Sen. Joseph Lieberman (D. Conn.) earlier this week released a white paper charging that the escalating shift of production to Asian foundries and offshore joint ventures is endangering national security.
"If this accelerating shift in semiconductor manufacturing overseas continues, the U.S. will lose the ability to reliably obtain high-end semiconductor integrated circuits from trusted sources," Lieberman warned. He said Pentagon weapons systems, which increasingly use leading-edge semiconductors, could be endangered by the growing dependence on overseas production.
Lieberman, a ranking member of the Senate Armed Services committee, asked the Defense Department to submit a report on how to deal with the growing loss of U.S. chip production.
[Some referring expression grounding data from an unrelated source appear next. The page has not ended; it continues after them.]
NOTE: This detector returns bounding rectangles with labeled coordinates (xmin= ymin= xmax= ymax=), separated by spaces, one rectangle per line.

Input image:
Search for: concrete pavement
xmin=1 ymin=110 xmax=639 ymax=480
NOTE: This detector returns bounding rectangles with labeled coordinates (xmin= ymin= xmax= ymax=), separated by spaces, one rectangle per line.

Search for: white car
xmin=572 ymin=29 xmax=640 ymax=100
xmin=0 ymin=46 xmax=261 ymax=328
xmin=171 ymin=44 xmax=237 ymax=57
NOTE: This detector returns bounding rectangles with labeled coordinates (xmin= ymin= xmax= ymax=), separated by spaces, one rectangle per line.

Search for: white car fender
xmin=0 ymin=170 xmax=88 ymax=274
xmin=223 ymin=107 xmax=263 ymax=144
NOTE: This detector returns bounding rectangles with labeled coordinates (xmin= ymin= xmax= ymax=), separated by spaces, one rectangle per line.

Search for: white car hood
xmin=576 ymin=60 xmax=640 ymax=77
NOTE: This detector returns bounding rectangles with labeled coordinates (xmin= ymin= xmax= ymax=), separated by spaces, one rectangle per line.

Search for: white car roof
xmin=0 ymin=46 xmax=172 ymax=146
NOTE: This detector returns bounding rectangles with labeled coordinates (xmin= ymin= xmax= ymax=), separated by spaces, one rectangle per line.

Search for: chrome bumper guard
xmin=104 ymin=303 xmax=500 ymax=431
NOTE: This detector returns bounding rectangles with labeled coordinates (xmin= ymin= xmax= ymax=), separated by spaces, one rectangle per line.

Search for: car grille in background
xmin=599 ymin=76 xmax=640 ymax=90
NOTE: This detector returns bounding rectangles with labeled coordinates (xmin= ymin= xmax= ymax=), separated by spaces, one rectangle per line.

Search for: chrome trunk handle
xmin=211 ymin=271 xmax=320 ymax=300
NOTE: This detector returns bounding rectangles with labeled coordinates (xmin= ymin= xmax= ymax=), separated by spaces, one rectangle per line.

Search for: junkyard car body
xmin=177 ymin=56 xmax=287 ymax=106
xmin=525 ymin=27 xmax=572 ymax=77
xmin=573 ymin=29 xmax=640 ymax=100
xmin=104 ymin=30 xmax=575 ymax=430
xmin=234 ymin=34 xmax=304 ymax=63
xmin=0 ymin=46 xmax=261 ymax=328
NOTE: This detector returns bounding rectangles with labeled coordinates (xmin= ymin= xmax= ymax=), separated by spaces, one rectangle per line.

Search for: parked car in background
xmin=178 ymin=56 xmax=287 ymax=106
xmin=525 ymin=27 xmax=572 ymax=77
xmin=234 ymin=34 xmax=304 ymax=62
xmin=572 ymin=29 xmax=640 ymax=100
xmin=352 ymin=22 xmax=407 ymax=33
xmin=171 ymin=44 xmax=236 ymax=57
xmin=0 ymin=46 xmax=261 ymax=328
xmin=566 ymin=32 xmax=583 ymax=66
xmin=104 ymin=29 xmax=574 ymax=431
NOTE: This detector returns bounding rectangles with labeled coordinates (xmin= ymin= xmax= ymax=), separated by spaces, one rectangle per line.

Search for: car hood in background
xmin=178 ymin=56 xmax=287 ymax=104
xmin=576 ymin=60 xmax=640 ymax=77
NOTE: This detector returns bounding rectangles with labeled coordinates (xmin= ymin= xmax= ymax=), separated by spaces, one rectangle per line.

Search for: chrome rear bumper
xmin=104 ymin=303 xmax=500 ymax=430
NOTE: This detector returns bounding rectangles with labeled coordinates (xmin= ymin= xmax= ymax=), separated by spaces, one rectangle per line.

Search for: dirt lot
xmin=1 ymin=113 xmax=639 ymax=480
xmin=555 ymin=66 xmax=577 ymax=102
He proposed enforcing World Trade Organization rules on China against uneven value-added taxes imposed on chips imported into that country. He also said the Pentagon should survey all chip technologies that the Chinese government might be illegally subsidizing and seek remedial action. Lieberman also pushed for increased tax incentives for semiconductor investment in the United States and federal R&D funds for chip development.
George Scalise, president of the Semiconductor Industry Association, San Jose, favored most of Lieberman's proposals. He said U.S. chip manufacturing remains strong and accounts for 40% of global production. However, Scalise said that is likely to erode in the future since only a third of all new equipment orders are going into U.S.-based fabs.